Naïm Kattan a reçu plusieurs distinctions honorifiques, dont l’Ordre du Canada et l’Ordre national du Québec.

Au cœur de la communauté

Arrivé à Montréal alors que la communauté juive était surtout anglophone, il s’implique au sein du Cercle juif de langue française et il fonde ensuite le Bulletin du Cercle juif, une publication d’actualité pour les communautés juives. C'était un petit journal, mais c'était le premier non catholique écrit en français au Québec, avait-il souligné.

Il avait d’ailleurs l’habitude de dire qu’il était né trois fois. Je suis né à Bagdad, c'est réel, c'est mon enfance, ma famille, mes racines. Je suis né à nouveau à Paris, où j'ai découvert en vrai et pas seulement dans les livres la culture et la civilisation de l'Occident, disait-il.

Ma troisième naissance, la plus fondamentale, s'est faite à Montréal : une ville qui contient toutes les autres, où toutes les ethnies, les religions et les langues survivent, mais où il doit y avoir une langue commune pour que les gens puissent s'entendre et se parler : le français.

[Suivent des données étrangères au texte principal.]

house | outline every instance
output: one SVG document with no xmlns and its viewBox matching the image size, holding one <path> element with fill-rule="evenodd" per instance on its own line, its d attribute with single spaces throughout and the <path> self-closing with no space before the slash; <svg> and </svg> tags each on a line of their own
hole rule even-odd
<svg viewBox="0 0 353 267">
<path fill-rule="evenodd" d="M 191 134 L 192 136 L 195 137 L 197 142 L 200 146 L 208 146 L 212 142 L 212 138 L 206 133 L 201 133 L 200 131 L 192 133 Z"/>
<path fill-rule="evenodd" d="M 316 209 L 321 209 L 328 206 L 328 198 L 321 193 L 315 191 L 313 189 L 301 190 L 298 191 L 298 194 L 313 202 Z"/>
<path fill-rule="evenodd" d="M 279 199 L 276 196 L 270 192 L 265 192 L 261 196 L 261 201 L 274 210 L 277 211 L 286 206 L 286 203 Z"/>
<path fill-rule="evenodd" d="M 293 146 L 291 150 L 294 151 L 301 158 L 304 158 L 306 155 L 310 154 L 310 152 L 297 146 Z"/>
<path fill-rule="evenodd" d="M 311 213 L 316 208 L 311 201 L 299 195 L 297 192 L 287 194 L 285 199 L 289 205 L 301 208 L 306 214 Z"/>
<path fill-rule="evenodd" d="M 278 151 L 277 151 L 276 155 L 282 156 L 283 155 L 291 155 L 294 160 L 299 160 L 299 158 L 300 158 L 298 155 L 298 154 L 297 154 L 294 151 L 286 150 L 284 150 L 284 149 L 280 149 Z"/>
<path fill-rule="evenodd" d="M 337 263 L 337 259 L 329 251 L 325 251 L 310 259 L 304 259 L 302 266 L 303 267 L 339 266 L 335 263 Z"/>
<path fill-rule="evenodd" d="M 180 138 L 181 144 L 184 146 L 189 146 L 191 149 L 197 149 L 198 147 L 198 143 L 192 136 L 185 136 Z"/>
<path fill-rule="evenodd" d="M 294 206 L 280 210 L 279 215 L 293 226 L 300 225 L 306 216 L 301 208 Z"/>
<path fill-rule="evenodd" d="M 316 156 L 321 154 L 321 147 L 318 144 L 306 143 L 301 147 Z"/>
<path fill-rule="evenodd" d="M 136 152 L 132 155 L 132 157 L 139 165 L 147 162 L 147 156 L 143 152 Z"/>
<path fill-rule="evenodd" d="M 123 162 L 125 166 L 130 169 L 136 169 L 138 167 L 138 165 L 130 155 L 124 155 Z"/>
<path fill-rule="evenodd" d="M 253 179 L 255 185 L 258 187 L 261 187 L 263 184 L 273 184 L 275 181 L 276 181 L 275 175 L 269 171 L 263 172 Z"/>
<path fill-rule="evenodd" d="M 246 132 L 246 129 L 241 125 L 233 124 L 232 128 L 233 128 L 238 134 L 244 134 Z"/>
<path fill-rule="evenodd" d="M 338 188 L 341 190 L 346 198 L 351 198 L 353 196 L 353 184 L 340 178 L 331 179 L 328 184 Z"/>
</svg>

Durant sa carrière, il a écrit pour plusieurs publications, notamment Le Devoir, où il a été critique littéraire. Il a aussi dirigé le Service des lettres et de l'édition du Conseil des Arts du Canada pendant plus de 25 ans.

De retour à Montréal

Son fils Emmanuel Kattan a précisé qu'il tentait de rapatrier le corps de son père à Montréal, comme le souhaitait l'écrivain. Mon père souhaitait être enterré à Montréal, dans le pays qui l’a accueilli il y a plus de soixante ans.

Il avait d'ailleurs discuté de son retour dans la métropole avec son ami Jacques Allard. Selon lui, Naïm Kattan tenait à sa québécité et à sa canadianité. Récemment, il m’avait confié qu’il allait revenir à Montréal, ne serait-ce que par ses cendres en ces temps où de toute façon il ne pouvait plus prendre l’avion, raconte-t-il.